Man Alpha Technology - Capturing System Core Dumps

We recently published an article on process core dumping inside Docker containers. This article is a follow up on the related topic of capturing system core dumps (aka vmcores or crashdumps).

System core dumping

The goal of capturing the system core dumps is the same as for process core dumps - they allow us to debug issues with our systems, but in contrast to process core files, system core files are generated by the Linux kernel in response to the kernel itself crashing. They are invaluable in debugging kernel crashes, as they let you investigate what the system looked like at the time of crashing.

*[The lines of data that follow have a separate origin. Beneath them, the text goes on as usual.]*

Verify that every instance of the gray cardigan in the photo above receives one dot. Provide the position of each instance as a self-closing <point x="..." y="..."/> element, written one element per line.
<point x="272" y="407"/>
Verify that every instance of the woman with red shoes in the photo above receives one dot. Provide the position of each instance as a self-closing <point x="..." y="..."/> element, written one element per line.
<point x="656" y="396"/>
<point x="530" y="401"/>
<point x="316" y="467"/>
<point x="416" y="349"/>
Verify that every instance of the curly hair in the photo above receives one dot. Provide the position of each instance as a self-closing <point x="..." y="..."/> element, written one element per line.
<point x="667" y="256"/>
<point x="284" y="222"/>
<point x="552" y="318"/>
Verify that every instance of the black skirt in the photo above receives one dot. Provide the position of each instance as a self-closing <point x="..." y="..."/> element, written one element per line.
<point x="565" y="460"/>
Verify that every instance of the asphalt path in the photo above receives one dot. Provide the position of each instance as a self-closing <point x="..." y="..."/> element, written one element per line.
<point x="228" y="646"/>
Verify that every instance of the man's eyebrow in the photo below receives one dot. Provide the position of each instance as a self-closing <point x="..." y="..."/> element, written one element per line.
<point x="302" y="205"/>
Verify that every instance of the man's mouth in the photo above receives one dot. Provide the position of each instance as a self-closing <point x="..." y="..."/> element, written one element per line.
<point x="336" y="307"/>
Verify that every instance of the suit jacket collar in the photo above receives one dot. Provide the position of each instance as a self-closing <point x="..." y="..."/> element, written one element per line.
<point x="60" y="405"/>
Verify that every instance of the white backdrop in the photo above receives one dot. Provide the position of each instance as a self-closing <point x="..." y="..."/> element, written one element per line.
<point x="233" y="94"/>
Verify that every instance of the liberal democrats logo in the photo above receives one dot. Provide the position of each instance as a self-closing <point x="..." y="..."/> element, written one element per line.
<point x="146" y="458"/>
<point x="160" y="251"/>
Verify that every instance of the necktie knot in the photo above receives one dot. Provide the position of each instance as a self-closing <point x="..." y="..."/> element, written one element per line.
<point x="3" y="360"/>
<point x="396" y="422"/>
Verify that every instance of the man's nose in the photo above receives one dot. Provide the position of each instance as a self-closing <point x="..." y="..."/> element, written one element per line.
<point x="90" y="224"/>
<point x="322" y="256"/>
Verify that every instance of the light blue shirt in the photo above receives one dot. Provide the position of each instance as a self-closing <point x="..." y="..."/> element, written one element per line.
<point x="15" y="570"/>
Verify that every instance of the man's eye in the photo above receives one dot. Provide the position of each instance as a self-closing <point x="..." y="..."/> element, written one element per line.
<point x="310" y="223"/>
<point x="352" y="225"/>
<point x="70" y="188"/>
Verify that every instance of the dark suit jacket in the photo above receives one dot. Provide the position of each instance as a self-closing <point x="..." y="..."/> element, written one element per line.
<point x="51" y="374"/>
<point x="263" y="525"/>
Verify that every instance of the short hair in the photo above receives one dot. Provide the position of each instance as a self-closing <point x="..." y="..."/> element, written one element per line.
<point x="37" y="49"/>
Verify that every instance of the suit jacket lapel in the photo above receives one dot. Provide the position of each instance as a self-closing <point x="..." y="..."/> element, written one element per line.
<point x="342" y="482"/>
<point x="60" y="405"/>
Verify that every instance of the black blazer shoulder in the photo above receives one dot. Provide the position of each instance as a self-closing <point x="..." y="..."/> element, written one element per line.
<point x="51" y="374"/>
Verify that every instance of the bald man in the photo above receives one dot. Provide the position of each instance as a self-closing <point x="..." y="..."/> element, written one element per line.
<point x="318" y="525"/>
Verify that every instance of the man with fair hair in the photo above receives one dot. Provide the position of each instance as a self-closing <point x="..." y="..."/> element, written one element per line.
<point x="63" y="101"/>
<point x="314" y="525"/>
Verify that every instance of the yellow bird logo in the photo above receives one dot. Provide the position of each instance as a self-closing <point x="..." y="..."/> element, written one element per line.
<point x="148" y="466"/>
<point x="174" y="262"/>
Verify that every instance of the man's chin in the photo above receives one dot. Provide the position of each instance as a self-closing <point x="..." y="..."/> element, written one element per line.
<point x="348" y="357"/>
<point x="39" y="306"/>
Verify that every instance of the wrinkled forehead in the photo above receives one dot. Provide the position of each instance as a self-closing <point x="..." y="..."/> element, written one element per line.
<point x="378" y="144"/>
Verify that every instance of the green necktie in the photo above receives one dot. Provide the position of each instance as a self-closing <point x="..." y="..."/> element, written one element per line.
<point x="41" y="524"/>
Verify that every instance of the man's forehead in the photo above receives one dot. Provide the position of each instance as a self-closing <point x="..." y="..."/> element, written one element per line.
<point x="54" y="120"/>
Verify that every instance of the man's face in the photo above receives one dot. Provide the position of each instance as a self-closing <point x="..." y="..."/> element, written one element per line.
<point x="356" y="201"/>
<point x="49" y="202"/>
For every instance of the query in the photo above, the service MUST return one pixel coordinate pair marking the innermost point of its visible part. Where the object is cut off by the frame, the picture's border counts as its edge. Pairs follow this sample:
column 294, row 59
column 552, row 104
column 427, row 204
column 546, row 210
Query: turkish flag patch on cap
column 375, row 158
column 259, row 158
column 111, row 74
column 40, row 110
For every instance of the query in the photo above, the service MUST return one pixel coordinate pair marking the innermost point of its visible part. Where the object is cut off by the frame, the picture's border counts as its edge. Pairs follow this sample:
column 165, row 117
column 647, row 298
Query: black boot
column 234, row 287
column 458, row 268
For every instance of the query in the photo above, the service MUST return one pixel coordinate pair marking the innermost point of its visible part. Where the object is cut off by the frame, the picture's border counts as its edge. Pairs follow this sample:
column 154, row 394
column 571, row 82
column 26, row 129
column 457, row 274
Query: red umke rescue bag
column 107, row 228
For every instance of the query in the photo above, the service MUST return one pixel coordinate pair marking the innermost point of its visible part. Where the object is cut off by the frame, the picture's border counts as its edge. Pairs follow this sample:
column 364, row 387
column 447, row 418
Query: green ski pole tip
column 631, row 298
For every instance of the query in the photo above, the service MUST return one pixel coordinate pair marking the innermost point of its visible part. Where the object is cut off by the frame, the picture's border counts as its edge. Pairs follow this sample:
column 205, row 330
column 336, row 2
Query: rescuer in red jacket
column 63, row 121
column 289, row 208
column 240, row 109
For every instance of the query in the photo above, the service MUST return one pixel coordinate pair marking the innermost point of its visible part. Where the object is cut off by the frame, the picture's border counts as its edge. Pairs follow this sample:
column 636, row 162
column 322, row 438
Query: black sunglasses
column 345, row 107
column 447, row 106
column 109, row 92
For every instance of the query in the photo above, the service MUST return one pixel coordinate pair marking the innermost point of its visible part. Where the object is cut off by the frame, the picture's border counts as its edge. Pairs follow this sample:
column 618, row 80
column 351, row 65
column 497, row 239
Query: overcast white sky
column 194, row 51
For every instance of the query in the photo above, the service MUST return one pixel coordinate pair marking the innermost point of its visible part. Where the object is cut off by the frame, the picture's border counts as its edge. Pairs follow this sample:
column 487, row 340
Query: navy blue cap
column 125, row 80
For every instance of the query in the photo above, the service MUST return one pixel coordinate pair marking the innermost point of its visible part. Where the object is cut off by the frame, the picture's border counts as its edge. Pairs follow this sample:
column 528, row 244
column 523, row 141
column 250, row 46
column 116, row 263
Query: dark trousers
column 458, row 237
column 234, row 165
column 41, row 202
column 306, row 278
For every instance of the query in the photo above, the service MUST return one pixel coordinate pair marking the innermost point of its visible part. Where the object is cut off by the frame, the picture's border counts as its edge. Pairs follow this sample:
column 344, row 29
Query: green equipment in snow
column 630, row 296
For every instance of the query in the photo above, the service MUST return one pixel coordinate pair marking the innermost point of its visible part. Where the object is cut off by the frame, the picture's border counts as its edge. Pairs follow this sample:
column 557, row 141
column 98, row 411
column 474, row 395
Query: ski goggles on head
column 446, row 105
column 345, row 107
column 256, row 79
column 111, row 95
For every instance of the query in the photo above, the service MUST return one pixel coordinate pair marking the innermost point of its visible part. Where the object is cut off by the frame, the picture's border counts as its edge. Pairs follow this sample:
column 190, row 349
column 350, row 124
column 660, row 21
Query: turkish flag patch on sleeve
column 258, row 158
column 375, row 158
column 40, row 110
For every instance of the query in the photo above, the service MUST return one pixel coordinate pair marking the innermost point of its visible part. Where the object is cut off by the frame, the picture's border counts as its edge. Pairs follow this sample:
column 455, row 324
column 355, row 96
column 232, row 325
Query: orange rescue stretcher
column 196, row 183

Traditionally, system core dumps are written to local disk in a special partition, or to a remote NFS share. The potential maximum size of a system core is the the amount of RAM and swap space in a server, so these files can get pretty big. As with process core dumps, we don’t want to maintain a large local partition for system core dumps, and we also don’t have NFS in our production environment, so what can we do to enable us to capture system cores?

Like for the process core files, we use FTP as a transport mechanism. FTP is very fast and it is easy to script, however the native RedHat/Centos crash utilities do not support FTP, so we’ve engineered a solution that does.

The use of FTP as a transport might sound somewhat controversial, but it has several good qualities:

It is a very fast protocol, approaching theoretical speed limits (as opposed to e.g SSH, which is significantly slower (important when system core files get large))
It does not need any special keys / secrets to work for us. We have an anonymous write only FTP server that we use to receive core dumps (inside our own network, of course).
Unlike NFS, we do not need a lot of ports opened up in firewalls, and there is no dependency on RPC.

You can find all files related to this article at our GitHub repo.

What happens when we crash?

To understand our approach to capturing system core dumps, it is first necessary to understand how system core generation works in RedHat/Centos.

When Linux first boots, the boot loader will usually instruct the Linux kernel to reserve 128Mb of RAM for crashkernel space. This is an area of memory that the kernel will not touch during its normal course of operation. E.g on RedHat/Centos 7.x, grub usually passes in the crashkernel=auto parameter to the kernel (see /etc/boot/grub2.cfg).

Systemd starts the kdump.service on boot. The kdump.service calls /usr/bin/kdumpctl, which loads a ‘dump-capture’ kernel into the reserved memory space. It does this by calling the /usr/sbin/kexec command line tool (see the kexec(8) man page).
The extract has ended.